Families do not need to arrange the DAA. The facility handles it.

Onsite pharmacist roles under the 2023 reforms

The Aged Care Act reforms passed in 2023 introduced funding for onsite pharmacists in residential aged care facilities. This is a significant change in how aged-care medication services are delivered.

Under the new model:

  • Each eligible facility receives federal funding to engage an onsite pharmacist for a set number of hours per week
  • The pharmacist's role is broader than an external accredited pharmacist: they participate in clinical handovers, attend GP visits, train nursing staff, review medication incidents, and advise on individual residents in close to real time
  • The aim is to embed pharmacy expertise inside the facility rather than treating it as an external service

The rollout is staged.

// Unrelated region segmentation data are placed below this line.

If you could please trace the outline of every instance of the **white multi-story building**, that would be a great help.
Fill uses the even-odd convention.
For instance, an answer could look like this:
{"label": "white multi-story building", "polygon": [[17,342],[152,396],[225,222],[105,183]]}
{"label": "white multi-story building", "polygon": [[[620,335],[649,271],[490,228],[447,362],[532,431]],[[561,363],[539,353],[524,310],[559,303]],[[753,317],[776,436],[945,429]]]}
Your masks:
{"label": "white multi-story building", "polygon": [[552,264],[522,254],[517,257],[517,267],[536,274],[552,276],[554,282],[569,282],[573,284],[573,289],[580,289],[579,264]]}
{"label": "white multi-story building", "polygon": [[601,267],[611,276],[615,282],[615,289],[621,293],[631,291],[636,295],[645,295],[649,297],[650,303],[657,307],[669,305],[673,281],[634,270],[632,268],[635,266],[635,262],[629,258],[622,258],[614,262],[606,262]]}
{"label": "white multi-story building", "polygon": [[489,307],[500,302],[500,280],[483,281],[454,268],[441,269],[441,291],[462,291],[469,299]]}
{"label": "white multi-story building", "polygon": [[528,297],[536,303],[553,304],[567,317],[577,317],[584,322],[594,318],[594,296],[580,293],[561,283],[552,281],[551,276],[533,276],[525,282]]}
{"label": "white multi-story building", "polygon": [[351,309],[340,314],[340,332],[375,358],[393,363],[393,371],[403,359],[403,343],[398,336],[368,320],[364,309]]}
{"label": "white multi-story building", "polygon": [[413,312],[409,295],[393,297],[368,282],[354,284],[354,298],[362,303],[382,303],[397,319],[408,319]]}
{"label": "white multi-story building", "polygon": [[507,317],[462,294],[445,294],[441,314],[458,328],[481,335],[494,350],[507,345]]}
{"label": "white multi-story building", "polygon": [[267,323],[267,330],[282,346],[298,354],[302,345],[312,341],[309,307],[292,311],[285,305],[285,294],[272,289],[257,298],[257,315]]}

Not every facility had an onsite pharmacist by 2026, and the funded hours vary by facility size. The Department of Health, Disability and Ageing publishes implementation updates at health.gov.au.

For families, the onsite pharmacist is a useful person to ask about a resident's medication concerns. If the facility has one, ask the clinical care coordinator how to arrange a conversation.

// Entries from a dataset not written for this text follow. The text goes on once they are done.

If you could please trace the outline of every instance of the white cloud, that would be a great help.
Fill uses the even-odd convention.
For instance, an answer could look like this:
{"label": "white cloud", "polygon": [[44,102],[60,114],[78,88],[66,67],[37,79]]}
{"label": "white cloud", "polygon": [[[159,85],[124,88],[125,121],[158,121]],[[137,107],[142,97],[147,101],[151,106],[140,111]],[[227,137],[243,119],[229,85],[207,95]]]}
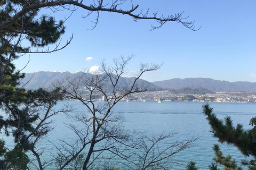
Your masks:
{"label": "white cloud", "polygon": [[89,73],[95,73],[95,72],[99,71],[100,66],[99,65],[93,65],[91,68],[90,68]]}
{"label": "white cloud", "polygon": [[88,57],[85,60],[86,60],[86,61],[90,61],[90,60],[92,60],[92,57]]}

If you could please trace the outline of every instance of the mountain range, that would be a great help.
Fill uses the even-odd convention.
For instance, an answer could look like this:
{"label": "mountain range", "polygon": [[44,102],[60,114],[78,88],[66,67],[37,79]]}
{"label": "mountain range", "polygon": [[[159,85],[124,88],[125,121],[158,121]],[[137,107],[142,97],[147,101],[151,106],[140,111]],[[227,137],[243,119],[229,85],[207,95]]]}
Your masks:
{"label": "mountain range", "polygon": [[[69,72],[38,72],[34,73],[27,73],[25,78],[21,81],[21,86],[26,84],[26,88],[35,89],[39,87],[48,88],[55,84],[58,80],[63,80],[67,77],[75,77],[80,72],[71,73]],[[90,73],[87,73],[90,74]],[[134,78],[122,78],[120,81],[126,86],[131,84]],[[187,78],[184,79],[172,79],[164,81],[149,82],[139,79],[139,82],[143,83],[148,89],[156,90],[164,89],[174,89],[175,91],[191,91],[189,89],[198,89],[197,92],[210,92],[212,91],[241,91],[256,92],[256,83],[247,81],[237,81],[230,82],[227,81],[220,81],[209,78]],[[188,88],[189,89],[188,89]],[[210,91],[207,91],[209,90]],[[198,92],[198,91],[199,91]],[[195,91],[195,90],[192,90]],[[173,91],[174,92],[174,91]]]}
{"label": "mountain range", "polygon": [[[43,72],[40,71],[34,73],[27,73],[25,78],[21,80],[20,86],[26,84],[25,88],[27,89],[36,89],[39,87],[45,88],[51,88],[55,86],[58,82],[67,83],[67,78],[73,80],[79,75],[84,74],[83,72],[79,72],[76,73],[71,73],[69,72]],[[86,73],[89,75],[90,73]],[[121,77],[119,79],[119,84],[124,86],[131,86],[133,82],[134,78]],[[142,80],[139,79],[137,81],[137,84],[143,84],[148,89],[155,90],[162,90],[163,89],[157,87],[153,83]]]}
{"label": "mountain range", "polygon": [[248,81],[229,82],[209,78],[172,79],[155,81],[154,84],[163,88],[177,89],[189,87],[191,89],[204,88],[213,91],[256,92],[256,83]]}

Choosing a pharmacy for a relative in residential care

The facility chooses its own preferred pharmacy. You usually do not pick.

What you can do:

  • Ask the facility which pharmacy it uses and whether it has an onsite pharmacist or a regular visiting accredited pharmacist
  • Ask whether the facility delivers RMMRs every two years as part of its standard care
  • Ask whether QUM activities are documented and how often staff receive medication-related training
  • Ask whether your relative's medicines are reviewed when they move into the facility, when they return from hospital, and when a new diagnosis is added

If you have concerns about a specific medicine, the right person to raise it with is your relative's GP. The GP is the prescriber and they decide what to start, stop, or change. An accredited pharmacist supports the decision; they do not make it independently.

Choosing a pharmacy for a relative in home care

If your relative is receiving home care (a Home Care Package, or the Commonwealth Home Support Programme) but living in their own home, the rules are different. They are eligible for:

  • The federal Dose Administration Aids Programme (see our Webster packs guide)
  • Home Medicines Reviews (HMRs), an at-home version of the RMMR
  • MedsChecks at the pharmacy counter

You can choose your relative's community pharmacy. Things worth asking when comparing pharmacies:

  • Do they offer home delivery of Webster packs and other medicines?
  • Do they have an accredited pharmacist who conducts HMRs?
  • Do they have experience with home-care package residents (familiar with the paperwork, the case manager liaison)?
  • Are they on the PBS Safety Net and do they handle online claims smoothly?
  • Are they open at hours that suit family pickup if delivery is not available?

The home-care provider's case manager can usually recommend pharmacies they work with regularly. Ask for two or three options and call each.

Talk to someone now

Free advice for questions about a medicine, dose, or interaction.

Frequently asked questions

An RMMR (Residential Medication Management Review) is for people in residential aged care. An HMR (Home Medicines Review) is for people living at home, including those receiving home-care packages. Both are federally funded, both are conducted by an accredited pharmacist, and both produce a report back to the GP. The setting is the only practical difference.